The difference between obese and normal weight women is seen by the molecular profile present in the tumor. The difference in expression of miR-10b, between healthy tissue and tumor tissue, is lower in the case of women with normal BMI than in the case of obese women. This microRNA was down-regulated in the tumor tissue of obese women, and its targets MAPRE1, PIEZO1, SRSF1 and TP53 were up-regulated [161].

The transformation of cancer-associated adipocytes (CAA) that sustain the low-grade inflammatory milieu in the tumor tissue is mediated by changes in the miRNA profiles. For instance, the CAA from tumor tissue overexpressed IL-6 in both a mouse animal model and human tissue. The mmu-miR-5112 is up-regulated in the adipocytes co-cultured with double-positive breast cancer cells. This miRNA targets and thus inhibits the expression of Cpeb1 and inhibitor of IL-6 [162].

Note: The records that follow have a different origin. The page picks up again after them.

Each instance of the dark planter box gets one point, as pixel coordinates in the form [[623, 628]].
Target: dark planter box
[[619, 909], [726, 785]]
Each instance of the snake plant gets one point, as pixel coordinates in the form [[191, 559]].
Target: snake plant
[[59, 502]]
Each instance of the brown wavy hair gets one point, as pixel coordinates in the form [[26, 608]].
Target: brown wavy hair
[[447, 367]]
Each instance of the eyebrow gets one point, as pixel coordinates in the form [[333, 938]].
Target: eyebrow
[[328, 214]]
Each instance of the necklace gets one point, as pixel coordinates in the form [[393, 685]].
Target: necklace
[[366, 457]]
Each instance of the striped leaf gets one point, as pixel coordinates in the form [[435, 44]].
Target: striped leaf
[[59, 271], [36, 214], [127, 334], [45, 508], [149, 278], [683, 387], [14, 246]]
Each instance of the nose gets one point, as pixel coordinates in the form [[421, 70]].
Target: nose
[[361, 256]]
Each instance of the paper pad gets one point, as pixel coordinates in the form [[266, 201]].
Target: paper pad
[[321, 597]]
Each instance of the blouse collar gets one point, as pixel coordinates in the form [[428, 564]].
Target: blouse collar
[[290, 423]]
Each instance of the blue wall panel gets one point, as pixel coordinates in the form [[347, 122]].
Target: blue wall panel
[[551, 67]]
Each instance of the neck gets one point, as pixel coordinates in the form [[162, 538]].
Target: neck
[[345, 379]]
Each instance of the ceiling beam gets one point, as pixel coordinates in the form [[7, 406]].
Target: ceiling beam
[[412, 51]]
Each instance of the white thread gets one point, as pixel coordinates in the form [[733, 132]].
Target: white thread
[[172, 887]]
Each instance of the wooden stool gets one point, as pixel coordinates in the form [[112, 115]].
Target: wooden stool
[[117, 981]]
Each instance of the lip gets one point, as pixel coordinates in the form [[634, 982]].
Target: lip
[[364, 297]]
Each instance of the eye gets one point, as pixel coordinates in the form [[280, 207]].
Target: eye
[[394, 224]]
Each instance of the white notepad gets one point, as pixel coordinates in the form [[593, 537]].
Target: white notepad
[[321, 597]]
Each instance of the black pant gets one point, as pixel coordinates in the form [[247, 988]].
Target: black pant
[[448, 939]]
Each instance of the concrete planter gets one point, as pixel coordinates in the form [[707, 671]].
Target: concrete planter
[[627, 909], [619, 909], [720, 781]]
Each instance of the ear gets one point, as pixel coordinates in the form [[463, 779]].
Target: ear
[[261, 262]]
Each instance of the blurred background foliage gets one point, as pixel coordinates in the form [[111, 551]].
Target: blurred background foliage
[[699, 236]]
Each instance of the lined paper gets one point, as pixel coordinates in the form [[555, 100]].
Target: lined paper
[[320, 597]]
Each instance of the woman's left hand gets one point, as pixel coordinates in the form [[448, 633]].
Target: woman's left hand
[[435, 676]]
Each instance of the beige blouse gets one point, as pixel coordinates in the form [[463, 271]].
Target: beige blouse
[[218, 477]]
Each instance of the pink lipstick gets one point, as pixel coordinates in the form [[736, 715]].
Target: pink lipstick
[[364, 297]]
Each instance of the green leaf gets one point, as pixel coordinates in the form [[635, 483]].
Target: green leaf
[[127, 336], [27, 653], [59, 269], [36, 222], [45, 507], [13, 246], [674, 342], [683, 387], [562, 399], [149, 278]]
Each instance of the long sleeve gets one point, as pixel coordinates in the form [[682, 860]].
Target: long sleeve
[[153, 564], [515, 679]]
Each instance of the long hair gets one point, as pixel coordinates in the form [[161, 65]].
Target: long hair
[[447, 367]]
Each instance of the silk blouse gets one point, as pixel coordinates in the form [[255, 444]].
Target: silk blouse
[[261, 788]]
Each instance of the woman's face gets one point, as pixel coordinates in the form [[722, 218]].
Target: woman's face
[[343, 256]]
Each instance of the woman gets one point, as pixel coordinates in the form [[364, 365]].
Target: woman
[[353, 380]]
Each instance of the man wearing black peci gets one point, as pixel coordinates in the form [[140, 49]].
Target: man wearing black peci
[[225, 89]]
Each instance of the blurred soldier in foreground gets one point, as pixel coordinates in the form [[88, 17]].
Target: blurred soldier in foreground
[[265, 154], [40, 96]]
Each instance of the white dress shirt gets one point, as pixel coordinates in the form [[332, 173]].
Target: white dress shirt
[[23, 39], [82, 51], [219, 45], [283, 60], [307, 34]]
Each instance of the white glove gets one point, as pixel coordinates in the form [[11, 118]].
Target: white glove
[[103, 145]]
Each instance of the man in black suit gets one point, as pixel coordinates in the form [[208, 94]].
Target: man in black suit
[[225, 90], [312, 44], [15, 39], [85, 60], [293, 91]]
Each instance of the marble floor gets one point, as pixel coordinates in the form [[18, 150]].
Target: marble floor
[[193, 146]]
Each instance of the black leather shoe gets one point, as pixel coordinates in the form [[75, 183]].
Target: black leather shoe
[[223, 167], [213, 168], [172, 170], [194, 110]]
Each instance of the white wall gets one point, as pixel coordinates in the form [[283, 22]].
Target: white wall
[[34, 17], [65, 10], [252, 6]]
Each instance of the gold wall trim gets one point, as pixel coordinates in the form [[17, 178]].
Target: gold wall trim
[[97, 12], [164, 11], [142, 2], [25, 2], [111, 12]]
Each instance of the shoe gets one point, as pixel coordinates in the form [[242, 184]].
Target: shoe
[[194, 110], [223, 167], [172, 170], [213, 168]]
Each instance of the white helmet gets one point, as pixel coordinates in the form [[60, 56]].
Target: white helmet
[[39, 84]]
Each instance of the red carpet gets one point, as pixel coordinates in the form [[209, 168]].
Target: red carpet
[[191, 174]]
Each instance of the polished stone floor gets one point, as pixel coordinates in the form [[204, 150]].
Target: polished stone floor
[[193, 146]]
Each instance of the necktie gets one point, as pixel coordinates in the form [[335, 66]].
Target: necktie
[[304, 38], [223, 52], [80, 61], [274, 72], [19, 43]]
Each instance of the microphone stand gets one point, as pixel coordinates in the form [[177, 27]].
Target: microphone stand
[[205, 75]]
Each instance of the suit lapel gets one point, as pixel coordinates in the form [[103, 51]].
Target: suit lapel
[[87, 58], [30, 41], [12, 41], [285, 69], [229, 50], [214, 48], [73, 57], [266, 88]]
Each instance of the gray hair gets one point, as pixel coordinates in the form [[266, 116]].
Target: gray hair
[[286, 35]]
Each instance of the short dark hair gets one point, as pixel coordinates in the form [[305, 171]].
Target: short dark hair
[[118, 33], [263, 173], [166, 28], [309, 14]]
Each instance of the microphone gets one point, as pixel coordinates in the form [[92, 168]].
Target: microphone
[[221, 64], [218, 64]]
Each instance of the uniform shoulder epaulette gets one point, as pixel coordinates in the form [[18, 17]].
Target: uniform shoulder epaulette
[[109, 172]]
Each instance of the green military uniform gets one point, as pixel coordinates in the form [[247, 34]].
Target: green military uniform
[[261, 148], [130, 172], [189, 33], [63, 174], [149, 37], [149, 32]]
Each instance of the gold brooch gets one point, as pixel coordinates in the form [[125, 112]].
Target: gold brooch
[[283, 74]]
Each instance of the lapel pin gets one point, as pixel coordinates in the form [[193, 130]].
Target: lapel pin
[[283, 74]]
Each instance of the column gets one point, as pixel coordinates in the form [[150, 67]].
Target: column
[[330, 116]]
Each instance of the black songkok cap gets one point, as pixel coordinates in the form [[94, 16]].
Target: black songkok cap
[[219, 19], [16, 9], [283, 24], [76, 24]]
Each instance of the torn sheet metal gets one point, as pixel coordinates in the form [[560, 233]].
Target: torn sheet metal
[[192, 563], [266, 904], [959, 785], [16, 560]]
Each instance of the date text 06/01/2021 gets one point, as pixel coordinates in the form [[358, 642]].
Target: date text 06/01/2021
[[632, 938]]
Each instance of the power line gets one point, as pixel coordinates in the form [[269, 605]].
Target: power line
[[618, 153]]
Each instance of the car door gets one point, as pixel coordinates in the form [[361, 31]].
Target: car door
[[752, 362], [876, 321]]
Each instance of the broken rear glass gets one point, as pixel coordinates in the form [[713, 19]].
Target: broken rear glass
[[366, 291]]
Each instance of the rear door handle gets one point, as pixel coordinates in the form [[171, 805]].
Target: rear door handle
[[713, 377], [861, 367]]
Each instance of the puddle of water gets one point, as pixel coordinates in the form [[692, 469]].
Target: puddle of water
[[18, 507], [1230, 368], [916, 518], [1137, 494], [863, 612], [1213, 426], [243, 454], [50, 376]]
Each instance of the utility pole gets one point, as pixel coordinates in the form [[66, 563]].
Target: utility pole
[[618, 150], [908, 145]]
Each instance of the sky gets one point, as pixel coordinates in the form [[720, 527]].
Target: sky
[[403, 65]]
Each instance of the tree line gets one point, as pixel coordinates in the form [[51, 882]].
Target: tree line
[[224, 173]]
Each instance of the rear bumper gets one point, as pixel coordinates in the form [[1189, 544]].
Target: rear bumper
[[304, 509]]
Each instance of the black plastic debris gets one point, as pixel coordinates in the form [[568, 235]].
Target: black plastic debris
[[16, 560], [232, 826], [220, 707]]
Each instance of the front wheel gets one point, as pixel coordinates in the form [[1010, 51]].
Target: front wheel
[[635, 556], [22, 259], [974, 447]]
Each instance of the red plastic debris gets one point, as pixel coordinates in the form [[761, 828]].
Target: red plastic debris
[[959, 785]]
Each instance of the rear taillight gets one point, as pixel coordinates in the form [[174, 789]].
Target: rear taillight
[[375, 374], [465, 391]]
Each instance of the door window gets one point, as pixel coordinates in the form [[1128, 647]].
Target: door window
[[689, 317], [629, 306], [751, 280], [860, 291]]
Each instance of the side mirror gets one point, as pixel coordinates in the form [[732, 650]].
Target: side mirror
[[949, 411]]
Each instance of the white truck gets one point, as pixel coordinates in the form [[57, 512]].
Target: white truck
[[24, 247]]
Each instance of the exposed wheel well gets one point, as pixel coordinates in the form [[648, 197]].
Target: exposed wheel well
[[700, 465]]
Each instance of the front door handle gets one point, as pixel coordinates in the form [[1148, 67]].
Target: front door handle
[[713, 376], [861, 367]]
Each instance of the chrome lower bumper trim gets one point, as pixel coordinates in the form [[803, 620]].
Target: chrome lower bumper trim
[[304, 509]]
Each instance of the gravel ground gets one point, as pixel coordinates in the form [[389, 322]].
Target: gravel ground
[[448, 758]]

The breast cancer cell lines, co-cultured with all types of adipose cells, show an overexpression of pro-inflammatory cytokines: IL-6, IL-8, IP-10, CCL2 and CCL5. This interaction does not affect the proliferation rate of breast cancer cells. However, in the case of co-culture of premature adipocytes with BC cells, this results in stimulation of stemness of cancer cells, mediated by miR-302f overexpression and its positive feedback with cMYC and SOX2 mRNA. Another thing to consider is that obese people have more predominance of pre-adipocytes in the adipose tissue [163].

5. Conclusions

The distribution of fat in the obese body influences the susceptibility of BC. A higher visceral adiposity leads to a greater risk of BC due to the systemic, as well as local imbalance at hormonal, inflammatory and non-coding RNA profile. The adiponectin-leptin-estrogen axis is altered, resulting in a decreased level of adiponectin, while leptin and estrogen levels are increased. The NFκB, JAK, STAT3, AKT signaling pathways are activated, as a consequence of this unbalance. The oxidative stress is greater in the case of obese people, because the adipose tissue secretes a greater quantity of pro-inflammatory cytokines, such as IL-1β, IL-6, IL-8, and TNFα, and exhibits the formation of inflammasome NLRP3 and NLRP4. The visceral fat in the case of obesity also releases an increased quantity of the BC oncomiRs - miR-23, and miR-155, miR-10b, miR-140, miR-302f, and a decreased quantity of the tumor suppressor miR-148b. Further in vitro studies of co-cultures of visceral adipocytes and breast cancer cells or in vivo studies of adipose tissue co-transplanted with breast cancer cells are needed. In addition, the epidemiological data related strictly to central obesity is still scarce and further analysis in this regard would also offer more valuable information. All of these will ultimately result in a more complete and informed understanding of the health risks associated with obesity in the general population.